On its part, the Renewable Energy Access Sierra Leone’s commitments included taking action to maintain a rigorous screening process to ensure members only sell products that meet international quality standards, collaborate with technical institutes and universities for the inclusion of renewable energy training into curriculum, and to develop accredited training programmes by working with the Ministry of Energy to design and deliver public awareness campaigns on quality off-grid solar, connecting with Paramount Chiefs and community leaders and continue to work with the Sierra Leone Association of Micro-finance Institutions on a household solar consumer financing pilot, and engage local Commercial Banks. At the event, the REASL also released policy recommendations to support the Distributable Renewable Energy market.
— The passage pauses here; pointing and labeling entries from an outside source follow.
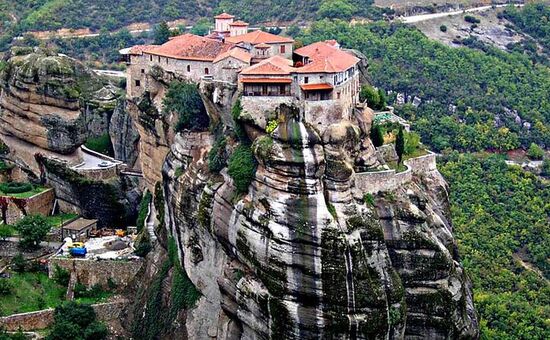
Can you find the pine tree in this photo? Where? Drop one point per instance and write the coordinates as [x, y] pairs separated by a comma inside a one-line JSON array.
[[400, 144], [376, 135], [162, 33]]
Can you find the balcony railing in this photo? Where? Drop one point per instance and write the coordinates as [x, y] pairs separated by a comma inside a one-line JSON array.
[[267, 94]]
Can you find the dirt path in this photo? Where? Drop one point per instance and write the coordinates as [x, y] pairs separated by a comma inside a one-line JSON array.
[[529, 266], [423, 17]]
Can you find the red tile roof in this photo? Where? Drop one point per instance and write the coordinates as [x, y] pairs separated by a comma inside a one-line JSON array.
[[275, 65], [238, 23], [267, 80], [325, 58], [237, 53], [316, 87], [139, 49], [259, 37], [224, 16], [191, 47]]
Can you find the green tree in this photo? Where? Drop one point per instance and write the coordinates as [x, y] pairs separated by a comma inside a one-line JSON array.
[[6, 287], [400, 144], [73, 320], [336, 9], [217, 157], [142, 211], [33, 229], [293, 30], [5, 231], [376, 99], [184, 100], [242, 167], [377, 135], [535, 152], [546, 168], [18, 263], [412, 141], [161, 33]]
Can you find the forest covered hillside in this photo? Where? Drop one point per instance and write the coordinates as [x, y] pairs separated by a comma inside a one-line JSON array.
[[40, 15], [476, 104]]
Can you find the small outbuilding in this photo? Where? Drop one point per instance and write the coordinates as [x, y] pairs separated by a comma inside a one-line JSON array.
[[79, 230]]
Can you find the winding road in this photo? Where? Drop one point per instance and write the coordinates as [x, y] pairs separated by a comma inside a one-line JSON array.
[[423, 17]]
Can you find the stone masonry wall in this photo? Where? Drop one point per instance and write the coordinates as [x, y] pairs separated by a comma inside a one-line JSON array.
[[91, 272], [42, 319], [41, 203]]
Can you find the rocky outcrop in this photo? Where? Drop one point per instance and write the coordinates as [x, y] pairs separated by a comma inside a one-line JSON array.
[[124, 136], [113, 203], [51, 104], [301, 255]]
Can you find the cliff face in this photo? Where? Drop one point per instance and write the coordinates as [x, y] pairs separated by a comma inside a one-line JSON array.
[[303, 254], [51, 104]]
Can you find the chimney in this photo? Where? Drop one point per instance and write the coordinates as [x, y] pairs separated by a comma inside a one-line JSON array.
[[223, 21], [238, 28]]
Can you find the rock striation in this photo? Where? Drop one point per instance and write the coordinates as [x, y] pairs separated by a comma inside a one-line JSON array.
[[51, 104], [302, 254]]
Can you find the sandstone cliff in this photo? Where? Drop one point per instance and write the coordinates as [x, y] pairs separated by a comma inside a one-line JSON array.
[[302, 254], [51, 104]]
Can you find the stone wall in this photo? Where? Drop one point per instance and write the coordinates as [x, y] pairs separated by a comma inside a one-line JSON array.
[[389, 180], [91, 272], [41, 203], [259, 109], [42, 319], [323, 113]]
The Civil society, donor and sector support organization commitments were also made by Oxfam IBIS, Energizing Development, Sierra Leone Business for Opportunity and Power for All. These commitments included action to expand training support for university lecturers and government workers on DRE to include solar thermal energy and water pumping, run a scholarship program for solar PV studies that targets women, build awareness of off-grid solar through road shows, trade fairs, school campaigns and the media as well as track and map sector performance.
These commitments build on the steps already taken to increase energy access following the launch of the Sierra Leone Energy Revolution in May 2016. Since that time, the sale of off-grid solar solutions in Sierra Leone has doubled, and the country has also seen the launch of one of West Africa’s largest solar mini-grid programs. Up to 50 villages will see the installation of PV mini-grids by the end of 2017.